A couple more considerations. While the weight is a bit higher than a touring car, which is a bit of a point against on hills. The wind resistance with the smooth sided body and windows seems somewhat better for the sedan than with the touring top up. So level ground top end is maybe better with the sedan.
Another consideration with that weight that should be thought about. With all that glass? The center of gravity is higher with the sedan, a consideration that does affect the handling of the car. Sometimes, in unexpected ways.
When I got my center-door running, and first started driving it, several other center-door owners asked me if I "had experienced the bunny hop yet?" Turns out, something different about the weight distribution up high can, under certain conditions, cause the car to bounce the rear end while the body floats merrily along. A very interesting effect if it ever happens to you. The rear end sort of loses traction ( I was on a left turn, and the rear end started to try to come around from behind!). Fortunately, because I had been warned about it, I was not caught by surprise. I steered into the skid and throttled back, the rear end stopped bouncing and I went along my merry way. No one around me was likely even aware of it.
It has been about twenty years since I sold that car. I regret it almost every day.
I don't know why (something about the weight distribution is all I can figure?)? But I have never heard of the fordor or later tudor sedans doing that. I know a lot of center-door sedan owners have never experienced it. However, I did, and when I had mine? I heard from several other center-door owners that had also experienced it. Maybe part of the problem was that wonderful Bay Area road maintenance? There were a lot of center-door sedans in the Santa Clara club. Still are. And most of the owners love driving them.
Drive carefully, and enjoy, W2
I'm with Steve Tomaso on this one. My '19 centerdoor also has aWaukesha-Ricardo head with a high volume aluminum intake and one of the 'straight thru carbs. Consequently it's highly peppy. It's my wife's favorite. The passenger seat is easier to move out of the way than my '26 tudor. I even had 6'4" Royce Peterson in the passenger seat- comfortably- for about 15 miles. you won't need an overdrive tranny or auxillary brakes to easily tour at 40 MPH safely. As has been previously mentioned, they're top heavy. I have some kind of small leaf springs on all 4 corners to prevent the 'rolling motion' left and right. Don't know if Hasslers would do the same. Before you buy it, check out the wood condition- especially in the left and right rear corners. Then install bud vases with plastic bluebonnets and yellow roses !!
>> When I got my center-door running, and first started driving it, several other center-door owners asked me if I "had experienced the bunny hop yet?"
I just had the thought about that Centerdoor Bunny Hop effect. Seems to me that if the wind is right, the body might be lifting up and reducing the weight on the rear wheels, letting them bounce. Why? Look at the roof of a Centerdoor. Doesn't that look like the top side of an airplane wing??

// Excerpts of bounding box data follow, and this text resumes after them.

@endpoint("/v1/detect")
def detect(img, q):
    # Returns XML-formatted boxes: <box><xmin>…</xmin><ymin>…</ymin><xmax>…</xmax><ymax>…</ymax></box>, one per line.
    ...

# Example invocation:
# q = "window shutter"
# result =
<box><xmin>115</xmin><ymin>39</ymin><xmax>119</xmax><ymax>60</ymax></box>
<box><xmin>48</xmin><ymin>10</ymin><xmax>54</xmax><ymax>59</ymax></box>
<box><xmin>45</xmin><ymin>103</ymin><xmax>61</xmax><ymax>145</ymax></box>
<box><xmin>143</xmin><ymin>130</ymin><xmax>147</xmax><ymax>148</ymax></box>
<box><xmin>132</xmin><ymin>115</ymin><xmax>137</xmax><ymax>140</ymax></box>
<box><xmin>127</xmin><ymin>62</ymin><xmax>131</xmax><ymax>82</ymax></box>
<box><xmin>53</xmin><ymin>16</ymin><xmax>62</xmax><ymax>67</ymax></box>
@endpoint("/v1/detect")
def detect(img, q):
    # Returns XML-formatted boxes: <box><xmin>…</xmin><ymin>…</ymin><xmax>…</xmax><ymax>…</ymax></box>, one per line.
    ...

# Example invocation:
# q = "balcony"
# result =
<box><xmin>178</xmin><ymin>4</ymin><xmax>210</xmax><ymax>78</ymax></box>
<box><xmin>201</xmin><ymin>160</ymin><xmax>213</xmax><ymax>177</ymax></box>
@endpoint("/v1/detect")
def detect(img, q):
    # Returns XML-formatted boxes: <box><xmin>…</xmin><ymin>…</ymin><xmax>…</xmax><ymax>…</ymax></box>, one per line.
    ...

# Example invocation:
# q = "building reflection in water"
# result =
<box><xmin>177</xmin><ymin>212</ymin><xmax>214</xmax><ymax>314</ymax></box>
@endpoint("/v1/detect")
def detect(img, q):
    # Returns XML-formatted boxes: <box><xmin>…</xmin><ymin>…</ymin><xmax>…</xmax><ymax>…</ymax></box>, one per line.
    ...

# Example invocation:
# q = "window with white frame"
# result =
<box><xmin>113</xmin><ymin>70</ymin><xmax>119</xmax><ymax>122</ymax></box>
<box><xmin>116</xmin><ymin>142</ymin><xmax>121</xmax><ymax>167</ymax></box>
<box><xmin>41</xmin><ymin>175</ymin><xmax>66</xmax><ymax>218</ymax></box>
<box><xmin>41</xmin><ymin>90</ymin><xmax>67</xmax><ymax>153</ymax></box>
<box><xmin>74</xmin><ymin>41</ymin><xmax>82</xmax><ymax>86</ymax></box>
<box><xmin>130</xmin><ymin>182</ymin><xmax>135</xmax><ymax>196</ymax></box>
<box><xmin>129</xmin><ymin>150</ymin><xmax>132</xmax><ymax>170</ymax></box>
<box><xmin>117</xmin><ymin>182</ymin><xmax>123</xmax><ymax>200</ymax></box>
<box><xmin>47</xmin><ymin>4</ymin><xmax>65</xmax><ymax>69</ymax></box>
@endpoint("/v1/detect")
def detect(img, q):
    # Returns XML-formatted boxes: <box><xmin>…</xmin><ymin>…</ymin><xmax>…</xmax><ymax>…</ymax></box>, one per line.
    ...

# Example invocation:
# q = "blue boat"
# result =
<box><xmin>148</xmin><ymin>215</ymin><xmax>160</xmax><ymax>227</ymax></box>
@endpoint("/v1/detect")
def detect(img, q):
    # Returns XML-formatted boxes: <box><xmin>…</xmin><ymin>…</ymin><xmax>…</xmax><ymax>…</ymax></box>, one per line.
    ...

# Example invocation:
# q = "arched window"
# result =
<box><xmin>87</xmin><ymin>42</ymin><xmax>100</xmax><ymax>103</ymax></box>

Funny the thoughts that come into your head after a little bit of scotch.
I have a 22 centerdoor and it's great on hills and it's very comfortable. Now that I have a good rebuilt engine in it, it's very fast. The windows can rattle because they're not wind-up, and I do tend to drive with part of my butt off the seat because the seat is not exactly in front of the steering wheel, but I'm used to it and I love the car. It's great looking and a blast to drive. I drive it all winter and summer- comfortably.
I love my 1919 Centerdoor Some may know her as the Gray Ghost.
It has a Z head stock crank I think a cam the carb is an NH sway back that was board out to a strait through and a Ruckstell 3 to 1. It's been up to 60 mph once
We were on the leaf peeper tour in Colorado and the day we went up to Rabbit Ears Pass 9,426' we were the last T to leave the hotel by several minutes but first to the top!
Great all weather car dry in the rain (my wife likes that) open the big windows and it's like a touring with the top up.
I have seen two centerdoors up on two wheels going around corners too fast. Be careful.